0

It's a follow up for this question and a print screen embedded there with document view still applies. The code is run from Excel VBA editor.

There is unknown number of email addresses in the Word document and:

  1. I need to extract all of them,

  2. concatenate into one string that contains all of the email addresses, separated using ", "

  3. and fill the string into Excel cell Activesheet.Range("C31")

Currently I have a code that finds the @ sign and builds email address around that. This is how it looks like:

Sub FindEmail036()         '[0-9;A-z;,._-]{1;}\@[0-9;A-z;._-]{1;}
                           '[0-9;A-z;,._-]{1;}\@[0-9;A-z;._-]{1;}
Dim WordApp As Word.Application
Dim WordDoc As Word.Document
Dim ExcelApp As Excel.Application
Dim rng As Word.Range
Dim emailAdr As String
Dim ws As Worksheet
Dim iCount As Integer

Set WordApp = GetObject(, "Word.Application")
Set ExcelApp = GetObject(, "Excel.Application")
Set WordDoc = WordApp.ActiveDocument
Set rng = WordApp.ActiveDocument.Content
Set ws = ExcelApp.ActiveSheet

ExcelApp.Application.Visible = True

    With rng.Find
        .Text = "@"
        .Wrap = wdFindContinue
        .Forward = True
        .MatchWildcards = False
        .Execute

        Debug.Print rng.Text
        If .Found = True Then
            rng.MoveStartUntil Cset:=" ", Count:=wdBackward
            Debug.Print rng.Text
            rng.MoveEndUntil Cset:=","
            Debug.Print rng.Text
            'rng.MoveEndUntil Cset:=" ", Count:=wdBackward
        End If
    End With     'how to create loop that will extract all the email addresses in the document??
    ws.Range("C31").Value = rng
End Sub

This code only extracts the first email address and is not looking for next email addresses. I know this because I'm debugging using F8 and Immediate window and I can see, this code is just finishing search after it finds @ and constructs first complete email address.
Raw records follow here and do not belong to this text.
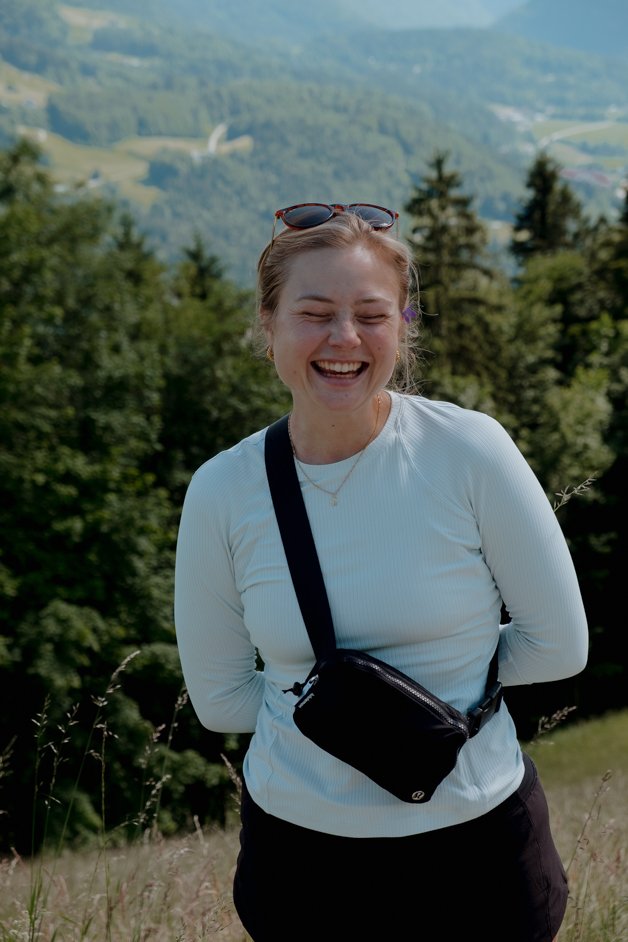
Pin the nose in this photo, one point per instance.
(344, 332)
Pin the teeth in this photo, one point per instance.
(330, 367)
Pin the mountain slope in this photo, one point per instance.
(600, 27)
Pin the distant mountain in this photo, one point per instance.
(428, 14)
(600, 27)
(203, 117)
(299, 20)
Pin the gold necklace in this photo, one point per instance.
(333, 495)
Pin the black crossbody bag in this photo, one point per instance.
(353, 705)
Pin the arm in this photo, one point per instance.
(523, 544)
(217, 657)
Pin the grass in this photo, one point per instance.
(179, 889)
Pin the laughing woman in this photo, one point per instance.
(427, 520)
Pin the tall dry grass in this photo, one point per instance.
(179, 889)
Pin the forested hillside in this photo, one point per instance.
(197, 131)
(120, 375)
(141, 161)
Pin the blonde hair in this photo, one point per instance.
(341, 232)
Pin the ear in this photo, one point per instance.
(266, 322)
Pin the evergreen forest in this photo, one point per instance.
(120, 373)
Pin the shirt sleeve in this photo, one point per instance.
(218, 659)
(526, 551)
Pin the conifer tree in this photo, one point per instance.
(551, 218)
(463, 296)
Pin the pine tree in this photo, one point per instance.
(551, 218)
(462, 295)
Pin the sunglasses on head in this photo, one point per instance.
(309, 215)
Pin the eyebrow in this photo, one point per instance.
(326, 300)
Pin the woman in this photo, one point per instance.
(427, 519)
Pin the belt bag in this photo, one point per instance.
(353, 705)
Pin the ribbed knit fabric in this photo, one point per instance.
(441, 521)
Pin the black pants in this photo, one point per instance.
(498, 877)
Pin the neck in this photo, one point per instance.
(336, 437)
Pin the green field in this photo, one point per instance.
(179, 889)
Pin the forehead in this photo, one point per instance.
(340, 271)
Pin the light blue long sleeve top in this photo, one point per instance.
(440, 521)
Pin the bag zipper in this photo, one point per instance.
(391, 677)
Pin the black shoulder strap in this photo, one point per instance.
(304, 564)
(298, 541)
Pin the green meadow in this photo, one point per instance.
(179, 889)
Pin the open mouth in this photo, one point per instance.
(335, 368)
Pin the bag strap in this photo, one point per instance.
(298, 541)
(305, 568)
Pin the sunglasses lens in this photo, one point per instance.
(305, 217)
(376, 216)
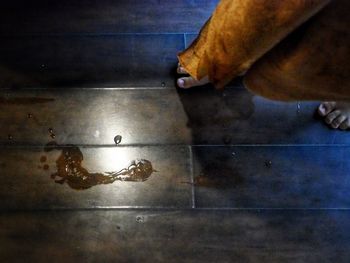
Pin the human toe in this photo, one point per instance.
(338, 121)
(345, 125)
(331, 116)
(325, 108)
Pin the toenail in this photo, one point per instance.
(181, 83)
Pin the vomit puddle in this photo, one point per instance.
(71, 171)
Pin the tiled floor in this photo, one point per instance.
(198, 176)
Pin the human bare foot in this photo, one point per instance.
(189, 82)
(337, 114)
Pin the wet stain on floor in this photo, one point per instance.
(70, 169)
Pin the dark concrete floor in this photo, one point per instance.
(198, 175)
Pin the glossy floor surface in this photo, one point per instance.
(102, 159)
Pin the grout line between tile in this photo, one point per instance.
(161, 208)
(193, 193)
(136, 145)
(106, 34)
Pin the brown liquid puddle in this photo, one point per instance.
(71, 171)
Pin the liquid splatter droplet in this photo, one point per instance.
(140, 219)
(268, 164)
(70, 171)
(117, 139)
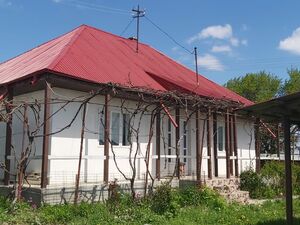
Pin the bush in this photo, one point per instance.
(164, 200)
(270, 182)
(251, 181)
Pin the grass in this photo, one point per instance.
(184, 207)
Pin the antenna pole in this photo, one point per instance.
(196, 64)
(137, 14)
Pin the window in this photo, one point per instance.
(169, 139)
(221, 138)
(184, 140)
(101, 128)
(126, 130)
(115, 128)
(118, 131)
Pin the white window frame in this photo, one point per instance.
(223, 138)
(120, 128)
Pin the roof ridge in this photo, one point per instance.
(67, 47)
(112, 34)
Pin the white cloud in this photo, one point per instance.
(218, 32)
(221, 48)
(244, 42)
(234, 41)
(244, 27)
(292, 43)
(210, 62)
(5, 3)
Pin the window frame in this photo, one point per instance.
(223, 138)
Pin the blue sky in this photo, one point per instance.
(233, 37)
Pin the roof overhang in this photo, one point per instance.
(275, 110)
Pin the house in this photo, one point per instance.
(97, 109)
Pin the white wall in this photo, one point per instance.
(65, 145)
(246, 144)
(17, 131)
(2, 147)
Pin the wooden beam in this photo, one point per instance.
(235, 148)
(106, 138)
(46, 138)
(158, 145)
(215, 146)
(257, 145)
(8, 138)
(227, 130)
(288, 171)
(209, 172)
(177, 138)
(198, 147)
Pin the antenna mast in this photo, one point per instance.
(137, 14)
(196, 64)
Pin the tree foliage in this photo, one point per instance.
(256, 87)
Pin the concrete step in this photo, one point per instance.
(229, 188)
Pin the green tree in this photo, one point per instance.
(256, 87)
(292, 84)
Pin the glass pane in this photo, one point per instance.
(115, 128)
(126, 127)
(220, 138)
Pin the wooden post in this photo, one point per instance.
(158, 145)
(235, 148)
(215, 144)
(209, 173)
(230, 142)
(46, 138)
(80, 154)
(288, 171)
(198, 159)
(8, 138)
(257, 145)
(227, 130)
(106, 138)
(177, 112)
(278, 141)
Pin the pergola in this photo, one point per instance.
(285, 110)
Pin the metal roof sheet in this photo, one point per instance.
(90, 54)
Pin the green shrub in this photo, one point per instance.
(164, 200)
(270, 182)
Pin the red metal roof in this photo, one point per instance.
(90, 54)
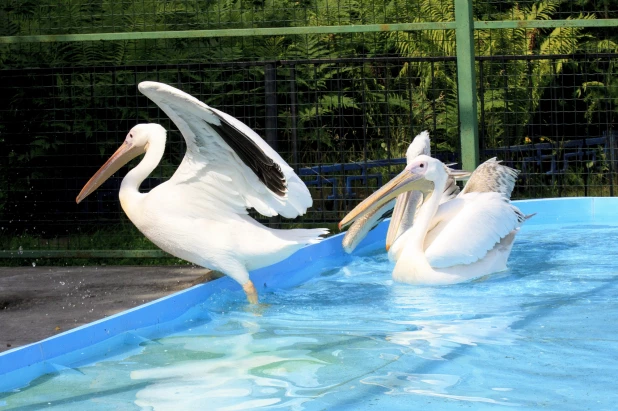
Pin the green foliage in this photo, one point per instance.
(344, 112)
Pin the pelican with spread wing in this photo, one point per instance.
(466, 237)
(200, 214)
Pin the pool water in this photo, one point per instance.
(543, 334)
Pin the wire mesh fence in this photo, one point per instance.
(340, 108)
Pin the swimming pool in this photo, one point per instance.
(342, 335)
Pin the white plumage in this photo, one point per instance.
(451, 241)
(200, 213)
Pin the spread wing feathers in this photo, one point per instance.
(491, 176)
(482, 221)
(226, 162)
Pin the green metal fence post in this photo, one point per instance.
(466, 84)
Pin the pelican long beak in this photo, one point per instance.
(404, 211)
(125, 153)
(405, 181)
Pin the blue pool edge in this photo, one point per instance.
(23, 364)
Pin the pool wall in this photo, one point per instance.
(114, 335)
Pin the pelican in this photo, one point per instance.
(467, 237)
(200, 214)
(403, 208)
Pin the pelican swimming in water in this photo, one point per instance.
(200, 213)
(467, 237)
(403, 208)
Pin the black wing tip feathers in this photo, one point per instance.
(264, 167)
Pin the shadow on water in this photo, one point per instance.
(540, 309)
(75, 399)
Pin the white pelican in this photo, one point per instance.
(466, 237)
(403, 207)
(200, 213)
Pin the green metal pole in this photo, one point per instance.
(466, 84)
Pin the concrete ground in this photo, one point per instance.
(39, 302)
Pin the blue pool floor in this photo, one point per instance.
(541, 335)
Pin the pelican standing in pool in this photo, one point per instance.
(467, 237)
(404, 207)
(200, 213)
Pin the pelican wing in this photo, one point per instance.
(492, 177)
(226, 162)
(473, 225)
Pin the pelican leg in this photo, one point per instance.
(250, 291)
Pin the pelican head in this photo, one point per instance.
(136, 143)
(419, 175)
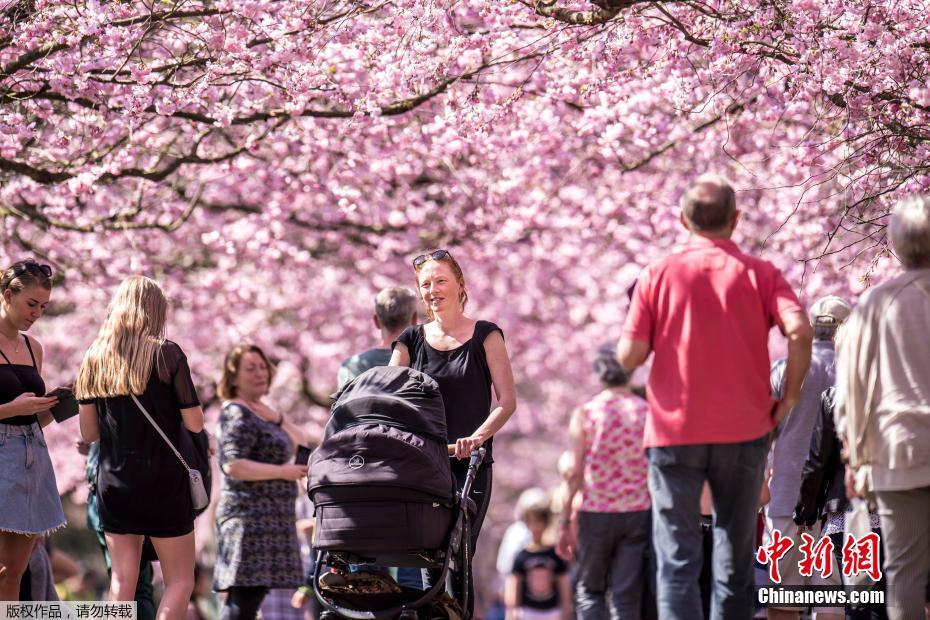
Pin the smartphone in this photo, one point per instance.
(66, 407)
(61, 393)
(303, 455)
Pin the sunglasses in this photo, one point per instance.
(30, 265)
(437, 255)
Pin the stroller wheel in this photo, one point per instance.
(459, 577)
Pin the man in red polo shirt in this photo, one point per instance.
(706, 313)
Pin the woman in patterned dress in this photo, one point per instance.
(613, 523)
(257, 546)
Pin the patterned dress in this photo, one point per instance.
(255, 521)
(615, 466)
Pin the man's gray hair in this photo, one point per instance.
(910, 231)
(395, 306)
(708, 203)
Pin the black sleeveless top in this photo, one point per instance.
(463, 376)
(16, 379)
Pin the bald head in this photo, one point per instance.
(708, 204)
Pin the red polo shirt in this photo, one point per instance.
(706, 312)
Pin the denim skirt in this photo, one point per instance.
(29, 500)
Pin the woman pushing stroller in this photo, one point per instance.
(466, 357)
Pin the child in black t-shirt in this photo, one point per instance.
(538, 588)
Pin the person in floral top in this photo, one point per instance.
(613, 520)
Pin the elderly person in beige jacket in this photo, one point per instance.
(883, 407)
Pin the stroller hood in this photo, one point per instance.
(394, 396)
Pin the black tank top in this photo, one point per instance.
(463, 376)
(16, 379)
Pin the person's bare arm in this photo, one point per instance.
(512, 596)
(800, 337)
(90, 427)
(502, 379)
(565, 545)
(632, 353)
(249, 470)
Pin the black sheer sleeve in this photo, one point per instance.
(408, 338)
(483, 329)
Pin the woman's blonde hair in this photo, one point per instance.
(120, 360)
(226, 388)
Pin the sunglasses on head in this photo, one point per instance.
(437, 255)
(30, 265)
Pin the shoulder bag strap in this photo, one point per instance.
(160, 432)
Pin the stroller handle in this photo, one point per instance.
(479, 451)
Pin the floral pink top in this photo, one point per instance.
(615, 466)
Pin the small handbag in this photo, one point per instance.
(199, 494)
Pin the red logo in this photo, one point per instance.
(770, 554)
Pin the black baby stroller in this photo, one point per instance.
(384, 494)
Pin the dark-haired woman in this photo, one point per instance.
(29, 501)
(467, 358)
(256, 537)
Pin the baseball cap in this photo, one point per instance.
(829, 310)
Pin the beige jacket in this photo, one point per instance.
(883, 385)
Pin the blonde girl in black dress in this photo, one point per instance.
(142, 487)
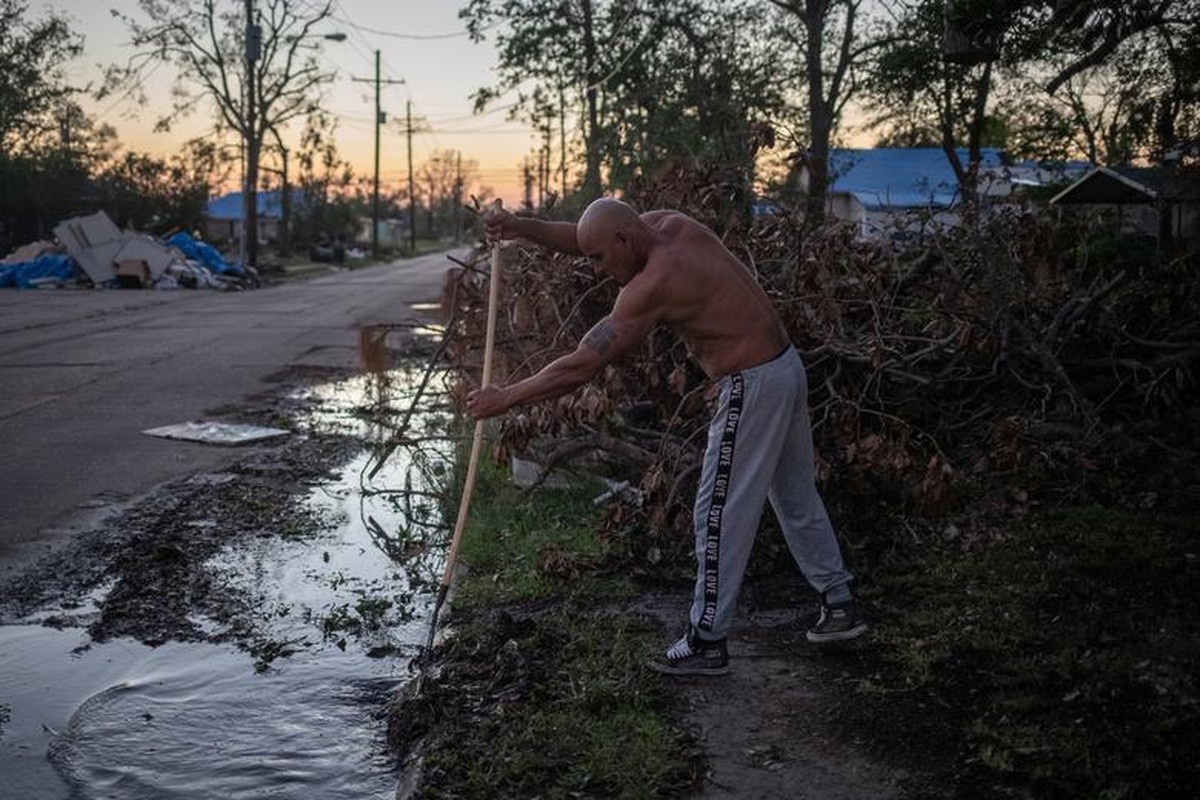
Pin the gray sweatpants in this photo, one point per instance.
(760, 447)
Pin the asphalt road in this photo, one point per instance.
(83, 373)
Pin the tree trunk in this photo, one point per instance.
(592, 137)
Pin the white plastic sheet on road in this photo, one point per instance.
(216, 433)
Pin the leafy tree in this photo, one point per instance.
(915, 86)
(253, 64)
(444, 178)
(828, 38)
(154, 194)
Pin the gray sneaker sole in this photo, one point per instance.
(838, 636)
(690, 672)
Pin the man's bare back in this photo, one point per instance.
(673, 271)
(707, 296)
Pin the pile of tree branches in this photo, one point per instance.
(1005, 360)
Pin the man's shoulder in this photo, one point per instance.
(660, 217)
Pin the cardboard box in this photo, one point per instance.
(133, 274)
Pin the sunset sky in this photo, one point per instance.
(420, 41)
I guess some loop is necessary but I don't know how to do write it.

I've also found this source but I don't understand much from it. https://wordmvp.com/FAQs/MacrosVBA/NoTimesTextInDoc.htm

michal roesler
  • 479
  • 2
  • 9
  • 26
  • Extract, but then what are you looking to do with each address? – Joey Feb 10 '20 at 15:53
  • I need to concatenate all email addresses into one string that contains all of the email addresses, separated using ", " and fill the string into one Excel cell Activesheet.Range("C31"). – michal roesler Feb 10 '20 at 16:42
  • Re using RegEx to find email addresses, [you might find this of use](https://stackoverflow.com/questions/201323/how-to-validate-an-email-address-using-a-regular-expression) – chris neilsen Feb 11 '20 at 01:06

4 Answers4

1

I recommend using regular expressions.

Check Reference: Microsoft VBscript Regular Expressions X.X

Sub FindEmail()
    Dim WordApp As Word.Application
    Dim WordDoc As Word.Document
    Dim ExcelApp As Excel.Application

    Dim StrInput As String, sPattern As String
    Dim oEmail As MatchCollection
    Dim Ws As Worksheet
    Dim vR()
    Dim n As Long, i As Long

    Set WordApp = GetObject(, "Word.Application")
    Set ExcelApp = GetObject(, "Excel.Application")
    Set WordDoc = WordApp.ActiveDocument

    StrInput = WordDoc.Content
    Set Ws = ExcelApp.ActiveSheet

    sPattern = "([A-z0-9.]{1,})(@)([A-z0-9]{0,})(.)([A-z0-9]{1,})"

    Set oEmail = GetRegEx(StrInput, sPattern)
    For i = 0 To oEmail.Count - 1
        n = n + 1
        ReDim Preserve vR(1 To n)
        vR(n) = oEmail.Item(i)
    Next
    'Ws.Range("c31").Resize(n) = WorksheetFunction.Transpose(vR)
    Ws.Range("c31") = Join(vR, ", ") '<~~ single string
End Sub
Function GetRegEx(StrInput As String, strPattern As String) As Object
    Dim RegEx As New RegExp
    Set RegEx = New RegExp
    With RegEx
        .Global = True
        .IgnoreCase = False
        .MultiLine = True
        .Pattern = strPattern
    End With
    If RegEx.Test(StrInput) Then
        Set GetRegEx = RegEx.Execute(StrInput)
    End If
End Function

Your word document has multiple lines, so I set mutiline = true in the regex setting. The regular expression therefore stores all of its contents in matchcollection. Put this stored item in a dynamic array and do the next thing. You can store an array in multiple cells, or create a single character using the join function.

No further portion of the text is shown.